For most applications, water mist systems provide fast activation, high-efficiency fire suppression, minimal water damage and environmentally friendly operation. The fine droplets in water mist (1,000 microns or less), absorb heat more efficiently than water drops from traditional sprinklers and vaporize more efficiently, which reduces oxygen available at the flame source thereby enhancing fire suppression.
The water mist systems certified by FM Approvals have undergone full-scale fire testing for specific applications as well as component-by-component evaluations. FM 5560 is the only comprehensive standard for water mist system evaluation, as well as the only standard recognized by the American National Standards Institute (ANSI) for water mist systems.
FM Approvals’ role in European standards
FM Approvals has also been working at the European Committee level for many years to help develop water mist standards for use by the European Union (EU) and European Economic Area (EEA) members.
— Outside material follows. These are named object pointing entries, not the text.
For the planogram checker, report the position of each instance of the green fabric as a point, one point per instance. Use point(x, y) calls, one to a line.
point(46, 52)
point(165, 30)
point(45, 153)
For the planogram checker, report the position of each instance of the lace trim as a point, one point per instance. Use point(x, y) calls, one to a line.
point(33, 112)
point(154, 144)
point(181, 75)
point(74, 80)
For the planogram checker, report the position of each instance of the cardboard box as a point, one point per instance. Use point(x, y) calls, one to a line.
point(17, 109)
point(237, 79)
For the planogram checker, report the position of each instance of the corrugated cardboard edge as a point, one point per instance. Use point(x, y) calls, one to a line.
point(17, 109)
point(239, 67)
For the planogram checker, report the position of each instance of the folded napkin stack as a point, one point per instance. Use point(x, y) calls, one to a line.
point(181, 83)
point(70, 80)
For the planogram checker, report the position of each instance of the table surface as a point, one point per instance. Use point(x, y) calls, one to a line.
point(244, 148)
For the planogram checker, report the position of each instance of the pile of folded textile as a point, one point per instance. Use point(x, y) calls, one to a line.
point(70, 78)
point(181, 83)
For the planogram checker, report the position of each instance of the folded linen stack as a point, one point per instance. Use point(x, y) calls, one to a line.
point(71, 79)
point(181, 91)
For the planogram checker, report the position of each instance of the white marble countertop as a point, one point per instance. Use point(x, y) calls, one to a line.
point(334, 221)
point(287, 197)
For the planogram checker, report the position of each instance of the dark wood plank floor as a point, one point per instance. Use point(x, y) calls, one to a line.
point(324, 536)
For more than 20 years, the European Committee for Standardization (CEN) has had a Technical Committee (TC) working toward this goal. A water mist Technical Specification (TS 14972) was introduced in 2008 and became a full draft standard—prEN 14792—in 2014.
According to the British Automatic Fire Sprinkler Association (BAFSA), prEN 14972-1, the standard for water mist system design, installation and maintenance, has passed a second CEN enquiry and is expected to be sent for formal vote this year. The prEN 14972-3 fire test protocol for offices, schools and hotels has also passed the CEN enquiry.
Additionally, three other fire test protocols—all based on FM 5560—will be introduced in the near future. In fact, 7 of the 16 water mist fire test protocols included in prEN 14972 (Fig. 3) are derived from FM 5560.
According to Witali Engelhardt, FM Approvals operations vice president and manager of EMEA new business development, “The fire test protocols included in EN 14792 are mainly derived from three certification bodies—FM Approvals, VdS, and LPCB (BRE)—based on certain fast-track criteria. For instance, the candidate protocol has to have been used in more than one country for more than two years; there must be more than one approved or certified system available based on the standard; and so forth.”
He adds, “While EN 14972, in its current status, will not be legally required at this point as the standard is not harmonized yet, industry and manufacturers are following these standards because of the other benefits they offer, such as standardized quality and safety, customer confidence and better access to markets. Most water mist manufacturers already offer FM Approved systems, so those manufacturers will probably not have to retest for EN 14972. They would comply automatically with both FM 5560 and EN 14972 requirements.”